8-08 Nagasaki
By JAY MILLER
Syndicated Columnist
SANTA FE -- The Hiroshima bomb didn't jolt Japan as we had hoped. Its military leaders still refused the unconditional surrender demanded by the Potsdam Proclamation.
But it did shake the Russians. Stalin feared he had waited too long for his oft-promised invasion of Japan. If Japan surrendered before he got his troops into Manchuria, the Soviets would have no claim to Japanese spoils.
On August 8, Russia declared war on Japan and at dawn on the 9th, tanks rolled into Manchuria.
The night before, Major Charles Sweeney and crew rolled "Bock's Car" down the runway on Tinian and took of for Japan carrying "Fat Man." Unlike the flight of "Enola Gay," three nights earlier, this was not a textbook operation.

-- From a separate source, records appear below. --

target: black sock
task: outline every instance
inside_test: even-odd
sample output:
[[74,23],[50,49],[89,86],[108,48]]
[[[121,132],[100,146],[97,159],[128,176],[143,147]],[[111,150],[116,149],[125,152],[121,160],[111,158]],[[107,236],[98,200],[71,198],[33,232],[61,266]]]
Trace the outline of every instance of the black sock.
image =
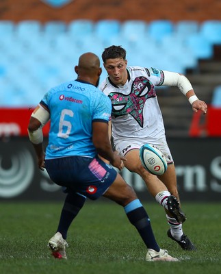
[[86,198],[77,193],[68,193],[62,210],[57,232],[62,234],[64,239],[66,239],[68,228],[83,207]]

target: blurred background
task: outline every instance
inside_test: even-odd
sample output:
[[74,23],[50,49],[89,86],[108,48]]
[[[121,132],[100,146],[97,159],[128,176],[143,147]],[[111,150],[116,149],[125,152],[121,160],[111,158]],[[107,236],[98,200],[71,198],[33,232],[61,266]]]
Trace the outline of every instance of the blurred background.
[[[1,0],[0,199],[60,199],[36,168],[29,116],[44,94],[75,79],[81,54],[121,45],[128,64],[185,74],[208,113],[176,88],[157,88],[184,200],[220,201],[221,2],[216,0]],[[101,81],[106,77],[103,69]],[[49,126],[44,128],[47,141]],[[123,175],[144,199],[140,177]]]

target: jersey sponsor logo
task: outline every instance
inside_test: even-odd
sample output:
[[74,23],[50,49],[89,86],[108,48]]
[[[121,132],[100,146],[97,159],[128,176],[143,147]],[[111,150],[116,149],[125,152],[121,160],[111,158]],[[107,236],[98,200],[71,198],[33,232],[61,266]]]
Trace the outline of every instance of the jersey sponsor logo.
[[101,180],[106,175],[106,170],[99,163],[99,162],[94,159],[88,166],[90,171],[94,175]]
[[125,152],[126,152],[127,151],[128,149],[129,149],[130,147],[131,147],[131,145],[127,146],[127,147],[125,147],[122,152],[124,153]]
[[87,192],[89,194],[94,194],[96,192],[96,190],[97,188],[95,186],[89,186],[86,189]]
[[150,71],[149,71],[148,68],[145,68],[145,71],[146,71],[146,72],[148,76],[148,77],[151,77]]
[[130,114],[141,127],[144,126],[143,110],[148,98],[155,97],[154,86],[144,76],[136,77],[130,93],[125,95],[120,92],[111,92],[108,95],[112,101],[112,115],[115,117]]
[[72,88],[73,90],[79,90],[79,91],[84,91],[85,88],[81,88],[81,86],[75,86],[73,85],[72,84],[69,84],[67,86],[68,88]]
[[82,100],[79,100],[77,99],[69,97],[66,97],[64,95],[62,95],[59,97],[59,99],[62,101],[62,100],[66,100],[66,101],[69,101],[70,102],[73,102],[73,103],[83,103]]
[[155,75],[159,75],[159,71],[157,69],[153,68],[151,68],[151,69],[153,71],[153,74],[155,74]]

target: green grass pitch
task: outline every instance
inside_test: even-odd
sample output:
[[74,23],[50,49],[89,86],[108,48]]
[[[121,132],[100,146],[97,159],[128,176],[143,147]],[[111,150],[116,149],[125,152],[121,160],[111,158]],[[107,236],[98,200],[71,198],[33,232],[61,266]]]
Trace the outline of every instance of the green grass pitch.
[[144,203],[160,247],[181,262],[145,261],[146,247],[122,208],[87,201],[68,235],[68,260],[54,259],[47,247],[57,228],[62,202],[1,202],[0,273],[198,274],[221,271],[221,203],[183,203],[185,233],[198,248],[183,251],[166,236],[162,208]]

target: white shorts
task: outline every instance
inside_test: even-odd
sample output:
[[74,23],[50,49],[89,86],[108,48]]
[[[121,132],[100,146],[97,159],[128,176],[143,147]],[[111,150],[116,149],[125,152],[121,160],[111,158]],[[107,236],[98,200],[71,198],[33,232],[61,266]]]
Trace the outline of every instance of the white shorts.
[[173,163],[173,159],[166,142],[166,137],[161,138],[154,142],[147,142],[140,139],[118,139],[118,141],[114,144],[114,149],[119,152],[121,156],[125,156],[127,152],[132,149],[140,149],[140,147],[145,144],[151,144],[157,147],[164,154],[168,164]]

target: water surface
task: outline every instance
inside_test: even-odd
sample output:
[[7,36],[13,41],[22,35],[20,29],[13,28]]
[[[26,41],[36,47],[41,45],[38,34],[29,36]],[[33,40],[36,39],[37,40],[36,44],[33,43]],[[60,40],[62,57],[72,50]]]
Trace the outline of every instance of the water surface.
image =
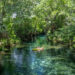
[[45,40],[40,36],[35,42],[26,43],[23,48],[13,48],[2,56],[2,75],[75,75],[75,64],[64,54],[57,53],[55,49],[32,51],[38,46],[48,46]]

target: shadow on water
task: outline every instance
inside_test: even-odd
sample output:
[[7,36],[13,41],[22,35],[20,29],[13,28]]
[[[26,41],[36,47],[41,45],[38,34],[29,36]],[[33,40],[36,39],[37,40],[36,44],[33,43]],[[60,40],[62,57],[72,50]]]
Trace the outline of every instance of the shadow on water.
[[46,45],[45,37],[38,37],[34,43],[28,43],[23,48],[14,48],[10,54],[2,56],[2,75],[75,75],[75,68],[69,66],[75,64],[67,62],[60,55],[61,50],[32,51],[42,45]]

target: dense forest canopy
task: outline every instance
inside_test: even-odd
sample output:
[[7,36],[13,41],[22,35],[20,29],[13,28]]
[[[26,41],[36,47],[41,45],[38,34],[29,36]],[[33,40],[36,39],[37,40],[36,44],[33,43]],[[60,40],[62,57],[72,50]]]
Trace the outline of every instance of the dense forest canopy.
[[75,0],[0,0],[0,74],[75,75]]

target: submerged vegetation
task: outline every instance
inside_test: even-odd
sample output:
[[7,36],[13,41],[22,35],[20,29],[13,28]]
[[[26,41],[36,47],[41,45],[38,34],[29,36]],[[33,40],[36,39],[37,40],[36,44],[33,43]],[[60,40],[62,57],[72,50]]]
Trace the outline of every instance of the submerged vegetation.
[[[44,36],[44,38],[37,40],[39,36]],[[33,65],[34,69],[39,64],[45,68],[47,67],[47,69],[49,68],[49,71],[58,71],[57,75],[75,75],[75,73],[71,73],[70,68],[75,69],[75,1],[0,0],[0,56],[11,52],[15,46],[18,49],[33,46],[29,50],[33,51],[34,53],[32,53],[36,54],[38,58],[34,61],[36,64],[36,66]],[[49,52],[47,53],[46,51]],[[39,59],[42,55],[49,53],[55,57],[47,58],[46,56],[42,61]],[[37,63],[38,60],[40,63]],[[51,68],[52,64],[49,64],[49,62],[53,61],[54,69]],[[69,74],[59,73],[60,70],[64,69],[63,62],[68,65],[65,67],[66,71],[70,68],[70,72],[67,71]],[[68,64],[68,62],[70,63]],[[60,64],[62,65],[60,66]],[[48,67],[50,65],[51,67]],[[58,65],[59,67],[57,68]],[[27,69],[29,70],[29,68]],[[56,75],[49,71],[47,72],[48,74],[44,71],[44,74]],[[35,75],[44,74],[38,73]]]

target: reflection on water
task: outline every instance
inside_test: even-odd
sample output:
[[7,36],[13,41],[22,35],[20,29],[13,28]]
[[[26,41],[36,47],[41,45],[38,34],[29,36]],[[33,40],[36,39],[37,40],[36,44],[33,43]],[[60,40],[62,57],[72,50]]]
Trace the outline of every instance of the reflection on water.
[[[36,43],[27,44],[24,48],[14,48],[2,57],[2,75],[75,75],[75,64],[65,60],[55,50],[34,52],[36,46],[42,46],[45,38],[37,39]],[[71,66],[70,66],[71,65]]]

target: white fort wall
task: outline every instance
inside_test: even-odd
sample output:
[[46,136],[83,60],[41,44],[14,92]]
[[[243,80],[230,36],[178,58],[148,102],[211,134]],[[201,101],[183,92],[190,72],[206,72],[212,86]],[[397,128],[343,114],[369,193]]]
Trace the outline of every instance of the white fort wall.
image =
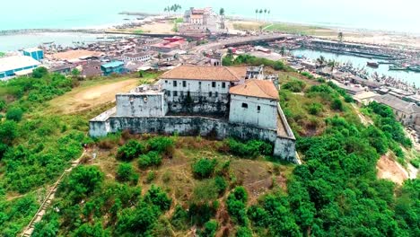
[[218,139],[236,137],[258,139],[274,145],[274,155],[296,162],[294,137],[277,136],[275,129],[253,127],[197,116],[167,116],[160,118],[109,117],[90,121],[90,136],[104,136],[109,133],[129,130],[132,133],[153,133],[180,136],[214,136]]

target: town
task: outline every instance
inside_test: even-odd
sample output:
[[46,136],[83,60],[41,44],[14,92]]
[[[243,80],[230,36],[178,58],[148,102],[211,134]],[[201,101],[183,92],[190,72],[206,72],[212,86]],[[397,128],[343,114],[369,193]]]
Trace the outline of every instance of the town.
[[419,235],[420,36],[231,4],[0,29],[1,236]]

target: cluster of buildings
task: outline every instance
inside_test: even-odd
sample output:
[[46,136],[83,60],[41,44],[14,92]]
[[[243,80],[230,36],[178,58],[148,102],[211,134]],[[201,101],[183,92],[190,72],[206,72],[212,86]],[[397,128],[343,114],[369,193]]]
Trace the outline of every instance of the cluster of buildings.
[[191,7],[184,14],[184,22],[178,31],[184,35],[223,34],[228,31],[224,27],[224,17],[217,14],[211,7],[197,9]]
[[117,107],[90,121],[90,135],[133,133],[260,139],[297,162],[295,138],[279,105],[278,76],[262,66],[180,66],[153,85],[116,95]]

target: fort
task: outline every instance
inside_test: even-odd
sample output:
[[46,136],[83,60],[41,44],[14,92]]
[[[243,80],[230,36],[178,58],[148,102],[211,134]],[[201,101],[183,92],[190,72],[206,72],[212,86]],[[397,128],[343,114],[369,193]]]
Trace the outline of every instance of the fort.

There were technical problems getting the device armed. Weather reports were threatening. A reserve fuel tank malfunctioned and couldn't be used, even though the plane had to carry the dead weight of unusable fuel.
The camera plane, which was to rendezvous off Japan never arrived. They waited over two hours, using precious fuel. When they arrived at the prime target of Kokura, it had clouded over during the wait.
They flew on to Nagasaki, which also was clouded over. There was only enough fuel left for one run. At the last minute, the clouds broke slightly and the bomb was dropped over a secondary target three hours late.
But it worked. The blast was even stronger than at Hiroshima. But because the hills of Nagasaki shielded the effect, there was less damage and loss of life.
The prime target had been Nagasaki's huge shipbuilding and repair yards, the largest in Japan. The secondary target was the Mitsubishi torpedo and munitions factory. It is easy to imagine that the factory was completely destroyed by the blast.
It must have been obliterated, because at the Nagasaki Atomic Bomb Museum, the only relics displayed are from churches and schools. And even though the Japanese aren't big on English subtitles, every exhibit in the atomic museum has English text.
It is a very definite attempt to sway world opinion in their favor by portraying themselves as the victim and the United States as inhumane for having resorted to nuclear weapons.
This campaign began even before Japan's formal surrender, when it was decided that it would be easy to sell a victimized Japan, and the bomb as a crime against humanity. Japanese leaders could explain that the only reason they lost was because we didn't fight fair.
And, as American POWs were returning from Japanese prison camps with stories of unbelievable atrocities, the subject could be shifted to our wanton use of atomic weapons. Some Japanese leaders even fantasized that many Americans might be talked into condemning their own government.
Those fantasies, as we know, have come true. Every year, on the anniversary of the bombings of Hiroshima and Nagasaki, Americans gather in Los Alamos to decry the unnecessary American deployment of the Bomb.
Perhaps some of their fathers and grandfathers lived to have children and grandchildren because of the bombs. It is estimated that a million Americans were able to come home and resume their lives because the war was ended quickly.
The estimates of Japanese lives saved by the bomb range as high as 70 million, because their civilians would have been the major component of their casualties. American conventional bombing already was inflicting more casualties in a night than the atomic bombs did.
Anti-war and anti-nuclear protesters often cite statements made by American generals and admirals after the war contending that we could have won without atomic bombs.
The admirals said they could have won the war with a naval blockade. The Air Corps generals said they could have bombed Japan into submission. And Gen. MacArthur wanted to march through Japan on his way to the presidency.
Old soldiers never lose their egos, either.